E, na definição da estudante, toda vez que você
toma uma decisão, você realiza um ato político,
mesmo que sua ação seja a omissão. Ela
considera que a televisão não mostra esse sentido
mais amplo da política, Isso faz com que o jovem nem
saiba que ele poderia tomar suas decisões de forma
mais consciente, entendendo que tudo o que ele faz tem conseqüências.
Para o integrante do Força Ativa, Jean Karlo Oliveira
de Souza, esse descrédito do jovem em relação
à política é decorrente de uma falta
de identificação. Ele considera que as políticas
não são voltadas para a juventude, que não
existem candidatos jovens e que, quando existem, eles não
são compromissados com esse público. Outro problema
levantado por Jean é o fato de os jovens serem encarados
como um "problema" pela sociedade em geral, o que
faz com que a sociedade não acredite no poder fiscalizador
que a juventude pode ter em relação às
políticas públicas ou em sua participação
mais ativa.
De fato, alguns jovens ainda encaram a política como
um assunto distante. Esse é o caso de Carolina Cristina
Mila Micheleto,16, que resolveu esperar até os 18 anos
para tirar seu título. Ela diz que não se interessa
sobre política, embora considere o assunto importante
e até diga que é importante que as pessoas reclamem
com os vereadores e prefeitos quando não estão
satisfeitas com os rumos do governo.
A adolescente acha que o jovem deveria discutir política,
mas afirma que a maioria dos colegas não tem interesse,
pensa apenas no "próprio umbigo". Ela conta
que, em sua escola, pouco se discute sobre o assunto. Já
na família, o tema sempre foi polêmico e motivo
de brigas. Alguns de seus parentes têm preferência
por um determinado partido. Outros votam em candidatos isolados,
independente do partido. Ela diz que já houve discussões
mais graves e mais leves, por isso o assunto hoje é
evitado. Na opinião dela, as pessoas deveriam discutir
política, mas sempre respeitando a opinião dos
outros.
Rumo ao emprego
Maria Nilda Bota Almeida (Dinha), do Núcleo
Poder e Revolução, avalia que quando um jovem
começa a discutir política, ele desenvolve um
juízo de valor diferente do jovem em geral e começa
a sentir necessidade de atuar de forma mais efetiva na comunidade.
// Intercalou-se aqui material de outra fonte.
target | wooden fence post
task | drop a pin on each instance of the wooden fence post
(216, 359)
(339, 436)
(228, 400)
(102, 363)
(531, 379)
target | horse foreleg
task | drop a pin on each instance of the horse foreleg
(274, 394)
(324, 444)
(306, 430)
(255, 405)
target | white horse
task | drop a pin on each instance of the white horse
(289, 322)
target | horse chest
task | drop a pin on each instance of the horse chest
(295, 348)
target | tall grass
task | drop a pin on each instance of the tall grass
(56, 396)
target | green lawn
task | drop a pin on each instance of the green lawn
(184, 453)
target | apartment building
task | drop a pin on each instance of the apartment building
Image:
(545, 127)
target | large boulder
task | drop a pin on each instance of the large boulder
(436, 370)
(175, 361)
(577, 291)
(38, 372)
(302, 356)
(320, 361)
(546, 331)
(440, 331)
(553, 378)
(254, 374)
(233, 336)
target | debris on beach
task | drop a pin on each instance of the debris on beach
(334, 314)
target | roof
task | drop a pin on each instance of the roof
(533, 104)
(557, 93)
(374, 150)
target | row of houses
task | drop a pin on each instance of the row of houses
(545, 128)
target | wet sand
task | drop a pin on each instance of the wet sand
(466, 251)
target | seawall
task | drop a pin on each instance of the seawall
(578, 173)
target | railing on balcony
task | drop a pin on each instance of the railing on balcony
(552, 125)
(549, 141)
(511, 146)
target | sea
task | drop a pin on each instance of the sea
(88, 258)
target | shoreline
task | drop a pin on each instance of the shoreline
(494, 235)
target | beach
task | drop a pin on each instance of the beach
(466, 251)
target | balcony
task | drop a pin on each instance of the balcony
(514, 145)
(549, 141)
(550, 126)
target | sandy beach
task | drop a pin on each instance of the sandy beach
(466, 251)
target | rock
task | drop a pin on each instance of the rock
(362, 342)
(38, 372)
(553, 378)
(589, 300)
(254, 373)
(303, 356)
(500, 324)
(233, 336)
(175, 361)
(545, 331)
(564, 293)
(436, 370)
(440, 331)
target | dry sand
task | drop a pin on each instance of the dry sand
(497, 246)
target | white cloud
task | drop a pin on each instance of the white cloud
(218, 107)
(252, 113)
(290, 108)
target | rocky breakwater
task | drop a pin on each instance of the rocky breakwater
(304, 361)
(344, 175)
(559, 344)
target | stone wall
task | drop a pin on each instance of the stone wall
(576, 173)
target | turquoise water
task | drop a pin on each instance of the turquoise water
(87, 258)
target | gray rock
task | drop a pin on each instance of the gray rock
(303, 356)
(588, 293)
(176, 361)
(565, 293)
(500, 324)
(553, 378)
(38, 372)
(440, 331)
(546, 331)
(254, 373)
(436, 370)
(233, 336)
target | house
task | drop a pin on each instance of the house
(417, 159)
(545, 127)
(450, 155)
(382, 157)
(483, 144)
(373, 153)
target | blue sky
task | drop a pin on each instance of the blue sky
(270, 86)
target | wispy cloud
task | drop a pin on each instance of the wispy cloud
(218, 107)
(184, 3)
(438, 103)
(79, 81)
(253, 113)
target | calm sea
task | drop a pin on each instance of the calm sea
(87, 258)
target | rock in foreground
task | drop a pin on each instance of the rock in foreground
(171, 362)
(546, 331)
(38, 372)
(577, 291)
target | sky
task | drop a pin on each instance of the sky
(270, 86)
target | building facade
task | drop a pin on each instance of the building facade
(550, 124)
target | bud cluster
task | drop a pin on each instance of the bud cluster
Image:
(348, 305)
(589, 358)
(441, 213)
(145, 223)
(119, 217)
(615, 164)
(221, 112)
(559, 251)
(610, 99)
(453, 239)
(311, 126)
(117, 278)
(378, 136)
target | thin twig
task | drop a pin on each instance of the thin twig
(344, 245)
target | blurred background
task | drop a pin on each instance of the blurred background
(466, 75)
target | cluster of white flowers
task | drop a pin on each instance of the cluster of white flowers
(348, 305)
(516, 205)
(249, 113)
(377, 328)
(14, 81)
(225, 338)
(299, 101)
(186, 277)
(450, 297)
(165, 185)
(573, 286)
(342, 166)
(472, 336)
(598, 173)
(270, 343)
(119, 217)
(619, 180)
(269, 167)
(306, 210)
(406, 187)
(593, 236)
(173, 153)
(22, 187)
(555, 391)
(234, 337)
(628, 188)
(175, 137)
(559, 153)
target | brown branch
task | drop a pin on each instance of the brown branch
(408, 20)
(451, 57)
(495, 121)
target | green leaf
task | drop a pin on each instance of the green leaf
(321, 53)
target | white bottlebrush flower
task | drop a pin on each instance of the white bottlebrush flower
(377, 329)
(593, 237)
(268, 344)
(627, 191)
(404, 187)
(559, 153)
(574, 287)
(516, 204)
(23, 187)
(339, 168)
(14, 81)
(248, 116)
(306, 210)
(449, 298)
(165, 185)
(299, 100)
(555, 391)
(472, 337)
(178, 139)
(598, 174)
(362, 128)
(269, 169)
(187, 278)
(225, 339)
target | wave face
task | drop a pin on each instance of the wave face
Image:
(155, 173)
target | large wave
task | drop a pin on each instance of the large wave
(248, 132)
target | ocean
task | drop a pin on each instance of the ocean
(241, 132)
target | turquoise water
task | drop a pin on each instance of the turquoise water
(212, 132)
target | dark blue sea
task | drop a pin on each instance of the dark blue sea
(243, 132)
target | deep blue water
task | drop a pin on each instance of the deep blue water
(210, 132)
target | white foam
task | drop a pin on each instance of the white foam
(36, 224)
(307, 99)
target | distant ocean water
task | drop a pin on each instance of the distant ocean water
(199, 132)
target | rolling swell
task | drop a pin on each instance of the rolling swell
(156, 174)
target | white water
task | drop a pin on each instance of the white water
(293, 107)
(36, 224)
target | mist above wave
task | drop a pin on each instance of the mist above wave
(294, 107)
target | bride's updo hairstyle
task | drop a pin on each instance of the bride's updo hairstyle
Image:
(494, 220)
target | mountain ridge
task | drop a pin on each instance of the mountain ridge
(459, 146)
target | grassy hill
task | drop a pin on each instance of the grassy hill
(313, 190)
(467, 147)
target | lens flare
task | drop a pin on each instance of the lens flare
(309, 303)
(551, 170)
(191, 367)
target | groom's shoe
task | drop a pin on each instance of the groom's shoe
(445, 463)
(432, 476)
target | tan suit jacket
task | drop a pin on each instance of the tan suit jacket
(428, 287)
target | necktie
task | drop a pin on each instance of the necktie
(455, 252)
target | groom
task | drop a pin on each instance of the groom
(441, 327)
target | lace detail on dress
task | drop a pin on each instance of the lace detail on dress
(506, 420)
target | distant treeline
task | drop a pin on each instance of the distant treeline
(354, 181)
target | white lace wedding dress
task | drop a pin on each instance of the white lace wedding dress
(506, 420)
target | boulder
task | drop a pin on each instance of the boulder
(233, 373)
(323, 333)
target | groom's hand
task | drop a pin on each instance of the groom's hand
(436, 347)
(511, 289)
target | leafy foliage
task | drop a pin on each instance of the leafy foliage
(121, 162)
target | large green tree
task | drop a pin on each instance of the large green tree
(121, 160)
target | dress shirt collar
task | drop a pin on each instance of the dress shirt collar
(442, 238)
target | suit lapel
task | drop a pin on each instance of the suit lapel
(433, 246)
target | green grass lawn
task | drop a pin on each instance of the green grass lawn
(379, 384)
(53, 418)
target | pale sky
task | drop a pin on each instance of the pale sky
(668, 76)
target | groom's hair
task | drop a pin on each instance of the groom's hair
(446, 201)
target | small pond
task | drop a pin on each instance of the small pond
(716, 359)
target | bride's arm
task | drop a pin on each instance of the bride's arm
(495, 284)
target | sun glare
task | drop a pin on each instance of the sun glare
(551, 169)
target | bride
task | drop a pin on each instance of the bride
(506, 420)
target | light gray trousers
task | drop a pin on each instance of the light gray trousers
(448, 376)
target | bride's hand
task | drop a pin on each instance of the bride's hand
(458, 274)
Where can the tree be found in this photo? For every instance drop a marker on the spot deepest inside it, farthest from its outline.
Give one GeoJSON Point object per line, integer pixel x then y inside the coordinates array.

Além disso, há um aprofundamento muito grande
do pensamento reflexivo.
Hoje, ela é estagiária da Ação
Educativa – organização social que trabalha
com Educação – e acredita que sua experiência
e interesse por cidadania foi fundamental para sua contratação.
No entanto, adverte que o engajamento político sozinho
não basta, é preciso também estudar.
Rubens Tavares de Macena Rocha, 21, integrante do Comitê
Ação Política também diz que,
em função de seu interesse por política
e cidadania, conseguiu seu emprego de monitor do projeto Garagem
Digital, desenvolvido no Centro Profissionalizante de Adolescentes
Padre Belo (CPA), com o apoio da Fundação Abrinq.
"A cidadania e a atuação política
são um diferencial para o jovem", afirma.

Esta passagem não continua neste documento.